Projeto Beira Rio: O espírito do lugar (II)

Em busca de um diagnóstico que, nascido da análise daqueles que ao lado do rio Piracicaba têm vivido ao longo das últimas décadas, o antropólogo Arlindo Stefani fez com que as pessoas, mais do que discutir conceitos, se dispusessem a observar fatos. E, nasceram, então, nos passeios pelo rio, a pesquisa da campo, o surgimento da poesia, aos borbotões.Quadro de Lionela Fioravanti

A primeira visita envolveu a colaboração de nove pescadores. Partiram do Salto, foram descendo até Tancuã, em seus 40 a 60 quilômetros. Nove canoas, 17 membros da comissão, durante oito horas. E, depois, então, as caminhadas de observação a pé, fazendo o rio conhecido a grupos que cresciam cada vez mais, envolvendo mais e mais pessoas. No total, foram 25 caminhadas, em grupos de diferentes tamanhos.

E houve as redescobertas: do Porto dos Índios, da Lagoa das Almas, da Boyes, Agência Torres, Shopping, Bongue, e as reuniões com as comunidades em seu próprio território – Ártemis, Monte Alegre, Tancuã, Rua do Porto. Delas nasceram projetos locais, que depois articularam-se com projetos de outras entidades.

Estava feito o diagnóstico. Começavam a ser redesenhados os mapas. E nascia o Projeto Beira Rio.

O espírito do lugar

Das mais ricas e criativas conclusões , pela maneira como foram desenhadas, destaca-se, no Projeto Beira-Rio, a forma como o espírito do lugar – a relação rio/município – é apresentado com o passar do tempo: pelas beiradas do rio, ao longo dos ciclos da economia que envolveu a Cia Boyes, os Morgante, os Rezende. Enfim, como deslocamentos do centro do mundo piracicabano, nos últimos 500 anos.

O primeiro centro do mundo de Piracicaba é o lugar dos índios. A taba é apontada como a fundação do lugar, antes mesmo dos povoadores brancos, pelo antropólogo Stefani, já que a comissão envolvida no Projeto nela não se deteve.

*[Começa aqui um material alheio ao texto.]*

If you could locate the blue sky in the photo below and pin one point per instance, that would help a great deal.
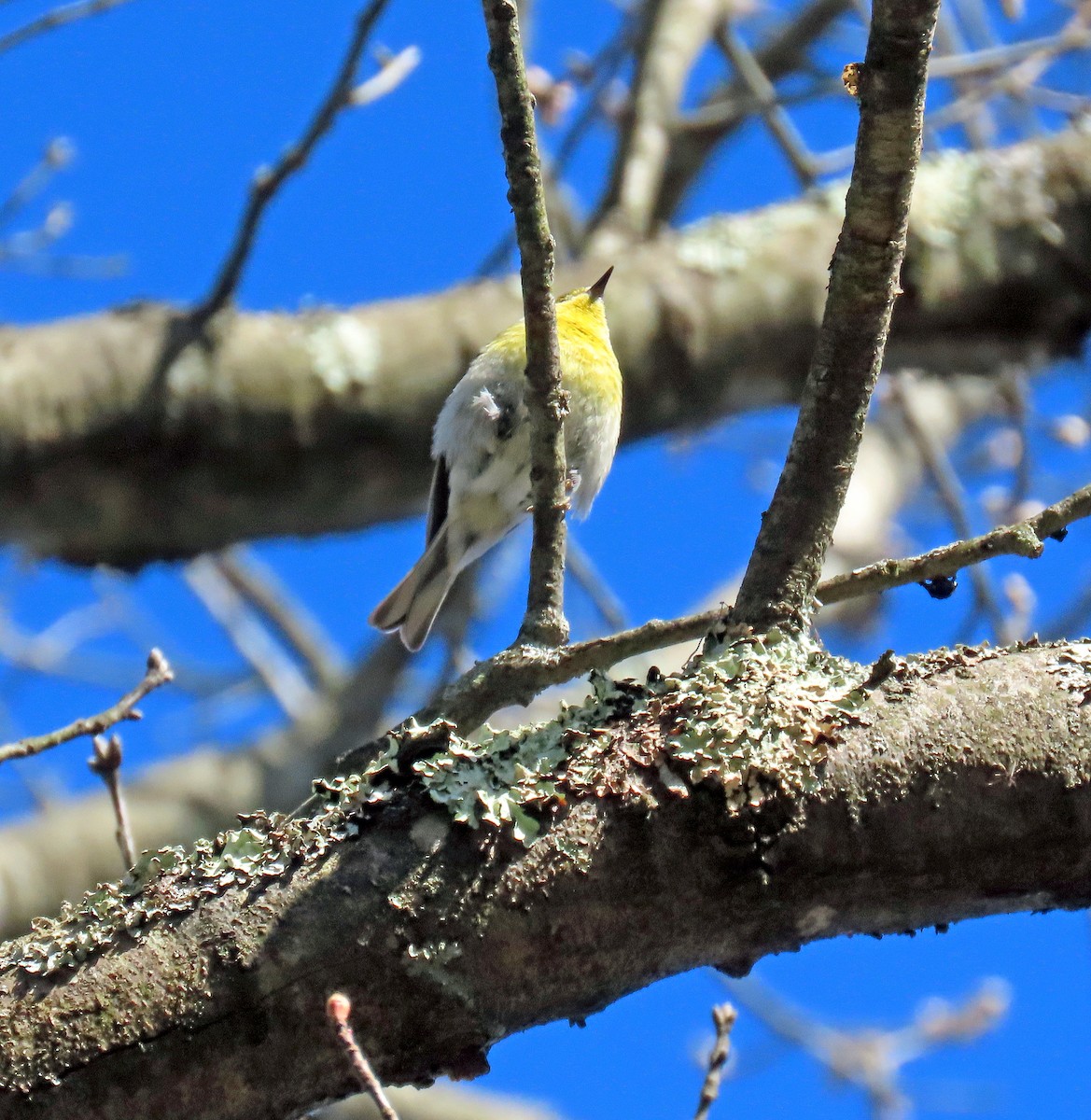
(171, 107)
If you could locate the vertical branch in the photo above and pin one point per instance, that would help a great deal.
(543, 624)
(784, 568)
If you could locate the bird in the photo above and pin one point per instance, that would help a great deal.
(481, 486)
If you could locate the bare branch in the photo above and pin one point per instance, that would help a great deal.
(158, 672)
(269, 180)
(57, 155)
(106, 764)
(278, 672)
(339, 1008)
(543, 624)
(731, 106)
(874, 1059)
(940, 777)
(1023, 539)
(723, 1017)
(675, 34)
(329, 456)
(260, 586)
(952, 497)
(784, 567)
(804, 163)
(67, 14)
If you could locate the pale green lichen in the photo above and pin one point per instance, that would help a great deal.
(754, 715)
(761, 711)
(173, 882)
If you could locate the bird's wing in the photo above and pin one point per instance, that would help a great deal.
(437, 501)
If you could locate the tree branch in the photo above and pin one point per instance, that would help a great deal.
(785, 565)
(210, 1006)
(66, 14)
(160, 672)
(269, 180)
(320, 421)
(543, 624)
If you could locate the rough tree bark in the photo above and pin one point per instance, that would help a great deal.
(958, 788)
(318, 421)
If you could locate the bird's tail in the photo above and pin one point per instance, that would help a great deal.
(413, 605)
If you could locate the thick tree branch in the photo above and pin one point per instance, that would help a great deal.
(307, 424)
(922, 804)
(785, 566)
(543, 624)
(158, 672)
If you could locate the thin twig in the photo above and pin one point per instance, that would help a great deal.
(260, 586)
(874, 1059)
(106, 763)
(951, 496)
(339, 1008)
(1023, 539)
(543, 623)
(511, 678)
(277, 671)
(269, 180)
(604, 598)
(731, 105)
(158, 672)
(784, 567)
(392, 72)
(723, 1017)
(675, 34)
(57, 155)
(776, 120)
(59, 17)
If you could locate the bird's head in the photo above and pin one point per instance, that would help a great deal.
(583, 306)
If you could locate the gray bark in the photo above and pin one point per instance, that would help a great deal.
(318, 421)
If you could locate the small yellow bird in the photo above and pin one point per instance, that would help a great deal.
(481, 488)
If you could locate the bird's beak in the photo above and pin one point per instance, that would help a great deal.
(599, 286)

As referências por ele recuperadas foram o Porto do Índios, situado na margem direita, na altura do obelisco do povoador, a oeste do Engenho Central; a lagoa, hoje assoreada, que os primeiros povoadores denominaram Lagoa da Almas; a taba central dos índios; o cemitério, situado na margem esquerda na encosta da colina, que cobria a área alta da Boyes, o Palacete. Um centro do mundo que, na análise do antropólogo, teria durado milhares de anos, destruída pelo europeu colonizador.

Mas veio a civilização e o centro do mundo de Piracicaba mudou. O povoado situou-se em torno da capela dedicada a Nossa Senhora dos Prazeres, do lado leste da Lagoa das Almas e, decerto, não longe do sítio da taba. A nova civilização olhou para oeste, mas não subiu o rio acima do salto, que funcionou como barreira tanto para os peixes como para os barcos. Na margem direita é o povoado promovido à Freguesia, em 1774.

E mais uma vez o centro do mundo se desloca, a partir de 1784, quando a sede da Freguesia muda para a margem esquerda, onde hoje é a rua do Porto, na base da colina, reputada mais sadia para se habitar.

Então, em 1821, com a criação da cidade de Constituição, veio a cidade Fábrica de Tecidos Arethusina, fundada por Luiz de Queiroz: ciclo industrialpara os altos da colina, onde hoje está a Praça José Bonifácio, único centro do mundo de Piracicaba que se afastou do rio, embora o porto continuasse sendo eixo comercial. A comunidade de cima era agora a cidade, mais rica e civilizada. A debaixo manteve sua identidade, com os pescadores. Embora com o tempo e com a construção de novas casas as duas localidades se transformassem numa só, as identidades permaneceram. “E o centro se deixou ficar, no topo da colina, por cerca de 150 anos”.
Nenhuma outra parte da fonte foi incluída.